The call follows recent revelations that the Chief Executive Officer at Premier Service Medical Aid Society, Cuthbert Dube, was earning a salary and benefits of around $500, 000 a month at a time PSMAS was failing to meet its obligations to contributors, the majority of whom are government employees.
In a press statement, CWGH expressed concern that PSMAS was awarding lofty benefits to its top executives at the expense of poor contributors struggling to pay monthly medical insurance contributions.
The group called on the health and finance ministries to audit operations of medical aid societies so as to protect the interests of contributors.
CWGH suggested that all medical aid societies should focus on their core business of medical insurance provision not turning themselves into medical health providers.
PSMAS, through its subsidiary, Premier Medical Aid Investments, is providing medical support to the former’s subscribers.
“The system where the medical insurance providers have become medical health providers is subject to abuse and such monopolistic tendencies by medical insurance companies might eventually lead to the destruction of a smooth private and public health system in the country,” says the CWGH statement.
CWGH Executive Director, Itai Rusike, said the Medical Services Act regulated the operations of the medical societies, yet it was not being enforced.

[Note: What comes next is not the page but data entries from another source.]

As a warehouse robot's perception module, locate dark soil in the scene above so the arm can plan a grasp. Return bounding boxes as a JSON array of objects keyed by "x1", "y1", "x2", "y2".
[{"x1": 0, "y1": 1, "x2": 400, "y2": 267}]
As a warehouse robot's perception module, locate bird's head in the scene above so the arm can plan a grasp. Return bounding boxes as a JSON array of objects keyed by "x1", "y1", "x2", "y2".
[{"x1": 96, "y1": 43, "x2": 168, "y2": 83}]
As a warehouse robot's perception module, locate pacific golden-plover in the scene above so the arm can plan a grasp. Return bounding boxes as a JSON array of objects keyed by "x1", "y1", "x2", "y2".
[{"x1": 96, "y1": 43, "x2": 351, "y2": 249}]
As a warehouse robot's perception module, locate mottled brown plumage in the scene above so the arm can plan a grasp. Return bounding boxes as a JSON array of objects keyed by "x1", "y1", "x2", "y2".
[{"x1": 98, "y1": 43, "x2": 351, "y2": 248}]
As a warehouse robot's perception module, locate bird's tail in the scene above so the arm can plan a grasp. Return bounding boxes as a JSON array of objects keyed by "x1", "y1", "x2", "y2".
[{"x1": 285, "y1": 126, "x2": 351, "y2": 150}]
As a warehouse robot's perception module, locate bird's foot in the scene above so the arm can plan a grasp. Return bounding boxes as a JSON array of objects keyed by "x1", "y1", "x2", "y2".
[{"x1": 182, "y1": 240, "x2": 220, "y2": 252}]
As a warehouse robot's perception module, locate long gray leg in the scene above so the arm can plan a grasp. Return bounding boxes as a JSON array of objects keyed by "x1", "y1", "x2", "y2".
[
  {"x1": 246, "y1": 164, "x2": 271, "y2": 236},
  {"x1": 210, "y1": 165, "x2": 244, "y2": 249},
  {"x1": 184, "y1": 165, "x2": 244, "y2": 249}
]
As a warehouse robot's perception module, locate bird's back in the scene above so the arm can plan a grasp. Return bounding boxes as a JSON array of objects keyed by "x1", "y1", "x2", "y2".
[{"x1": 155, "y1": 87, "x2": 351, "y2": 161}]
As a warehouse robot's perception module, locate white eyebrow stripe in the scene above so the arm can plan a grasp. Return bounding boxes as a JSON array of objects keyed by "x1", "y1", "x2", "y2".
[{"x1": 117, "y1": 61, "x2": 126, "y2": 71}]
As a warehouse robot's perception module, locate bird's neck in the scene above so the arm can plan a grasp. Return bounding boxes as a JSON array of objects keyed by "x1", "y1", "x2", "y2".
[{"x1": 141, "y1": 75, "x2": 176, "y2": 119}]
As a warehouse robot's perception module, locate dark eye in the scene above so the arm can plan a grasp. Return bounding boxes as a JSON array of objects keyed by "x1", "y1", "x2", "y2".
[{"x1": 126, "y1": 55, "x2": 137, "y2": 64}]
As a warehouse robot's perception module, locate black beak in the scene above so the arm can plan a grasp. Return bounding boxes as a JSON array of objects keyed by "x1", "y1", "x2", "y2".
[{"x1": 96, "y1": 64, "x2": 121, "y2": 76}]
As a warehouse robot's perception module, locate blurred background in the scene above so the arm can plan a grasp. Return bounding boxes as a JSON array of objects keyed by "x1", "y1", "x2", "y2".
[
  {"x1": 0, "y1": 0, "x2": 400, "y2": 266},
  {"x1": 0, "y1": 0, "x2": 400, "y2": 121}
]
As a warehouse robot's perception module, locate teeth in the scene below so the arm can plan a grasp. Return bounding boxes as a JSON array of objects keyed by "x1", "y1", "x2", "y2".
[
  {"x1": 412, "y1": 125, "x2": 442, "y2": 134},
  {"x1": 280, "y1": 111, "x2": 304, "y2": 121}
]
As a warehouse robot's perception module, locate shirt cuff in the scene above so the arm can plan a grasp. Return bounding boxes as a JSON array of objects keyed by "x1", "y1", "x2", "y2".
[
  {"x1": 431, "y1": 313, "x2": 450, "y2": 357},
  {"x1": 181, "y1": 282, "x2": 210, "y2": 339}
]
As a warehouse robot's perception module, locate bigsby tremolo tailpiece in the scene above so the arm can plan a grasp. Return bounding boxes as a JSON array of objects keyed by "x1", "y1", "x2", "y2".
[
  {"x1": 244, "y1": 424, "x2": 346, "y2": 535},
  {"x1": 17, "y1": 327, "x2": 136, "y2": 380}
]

He said there were concerns about the widespread PSMAS monopoly on health service provision in certain towns and cities, after other private health service providers were muscled out.
“In the event PSMAS collapses, the public health system would struggle to cope as a result of the prevailing monopoly,” Rusike said.
CWGH threw its weight behind the decision to relieve Dube of his duties and called for the extension of the measures taken to other PSMAS board members, to allow thorough investigations.
The group recommended that the whole PSMAS management be sent on forced unpaid leave until a probe has been finalised.
CWGH is a network of civic and community based organisations which aim to collectively enhance community participation in health interventions in Zimbabwe.
Post published in: News
There must be a reason why PSMAS came up with the idea of their own health care facilities. While monopolies should not be tolerated or entertained, the abuse that occurs with health practitioners overcharging for services because someone is a holder of a medical insurance card should also be seriously looked into. The public on medical aid end up payhing up to twice or more on the cash cost of being attended to by health services providers. Doctors, private clinics and hospitals, opticians and ophthalmologists, dentists and all others should not view the holder of a medical aid card as an opportunity to make a bumper cash harvest because this often leads to the rapid depletion of the money that is available for use by the card holder. Stories abound of double or tripple charging by service providers on unsuspecting clients with their money taken from their medical aids schemes for services that they will not have received. People are then asked to top up prematurely when their money from the medical aid society has simply been wiped out by the greedy claims of a healthcare provider.
The despicable culture of charging illogically high prices should just be ditched off the Zimbabwean mindset, whether this be in the health sector, education, or for other goods and services from elsewhere in supermarkets and the general retail system.